As the first mash of harmony and fizz bursts out of the opening track of The Lower World, Millipede returns in an instant, as if continuing a sentence he started prior to falling into a coma. This is the second in a “dark fantasy” trilogy following 2011’s Realms, and there’s not a moment’s doubt in the fact that this new record is cut from the very same coarse (yet beautiful) cloth – each track forces colour out through a gauze of rust, manifesting from the same primitive setup of hand-cut tape loops of guitars and pedals. Rather than push at the boundaries of creative possibility with his limited means, Joseph Davenport digs ever further into a solitary point; the relentless sound of hissing, screaming guitar results in a hyper-magnification of its every detail, and when I finally adjust my eyes to the blaze that initially blinds me, I find myself aware of every molecular melodic intricacy pulsating and quivering within the surge.

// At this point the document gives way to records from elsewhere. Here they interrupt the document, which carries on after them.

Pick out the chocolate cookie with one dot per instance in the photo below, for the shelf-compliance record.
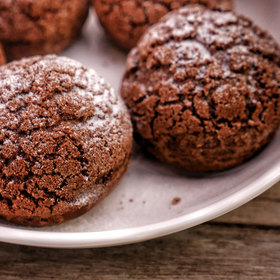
(126, 21)
(2, 56)
(39, 27)
(65, 140)
(203, 89)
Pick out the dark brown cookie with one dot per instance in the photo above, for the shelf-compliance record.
(65, 140)
(2, 56)
(126, 21)
(203, 89)
(39, 27)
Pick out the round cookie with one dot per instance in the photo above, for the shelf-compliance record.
(65, 140)
(203, 89)
(126, 21)
(2, 56)
(40, 27)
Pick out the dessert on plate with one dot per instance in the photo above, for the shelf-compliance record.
(65, 140)
(40, 27)
(126, 21)
(203, 89)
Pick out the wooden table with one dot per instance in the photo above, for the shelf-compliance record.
(242, 245)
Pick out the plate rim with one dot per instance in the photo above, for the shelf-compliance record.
(49, 239)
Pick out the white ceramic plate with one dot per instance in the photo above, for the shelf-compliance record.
(142, 206)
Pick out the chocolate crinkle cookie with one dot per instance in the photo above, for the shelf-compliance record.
(203, 89)
(31, 27)
(2, 56)
(126, 21)
(65, 140)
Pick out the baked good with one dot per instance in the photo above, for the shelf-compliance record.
(126, 21)
(2, 56)
(40, 27)
(65, 140)
(203, 89)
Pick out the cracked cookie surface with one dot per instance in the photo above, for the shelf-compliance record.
(126, 21)
(65, 140)
(40, 27)
(203, 89)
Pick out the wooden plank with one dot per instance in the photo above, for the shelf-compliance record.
(207, 252)
(264, 210)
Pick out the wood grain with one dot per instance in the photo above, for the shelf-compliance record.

There are nods to shoegaze’s looming wall of sound, to harsh noise’s filthy, cannibalistic attack on the high frequencies, and to black metal’s perverse lust for the lower fidelities. Yet like the panes of the kaleidoscope twisting and reshaping into new patterns, one’s perspective on The Lower World changes over time – sometimes the record is a ferocious provocation to even hardened listener tolerance levels, and sometimes it appears to float with grace and woozy melodic romance. The material itself never changes state, but such persistence causes the listener’s mind to orbit the music and view it from all angles, spinning round The Lower World as if dancing with it.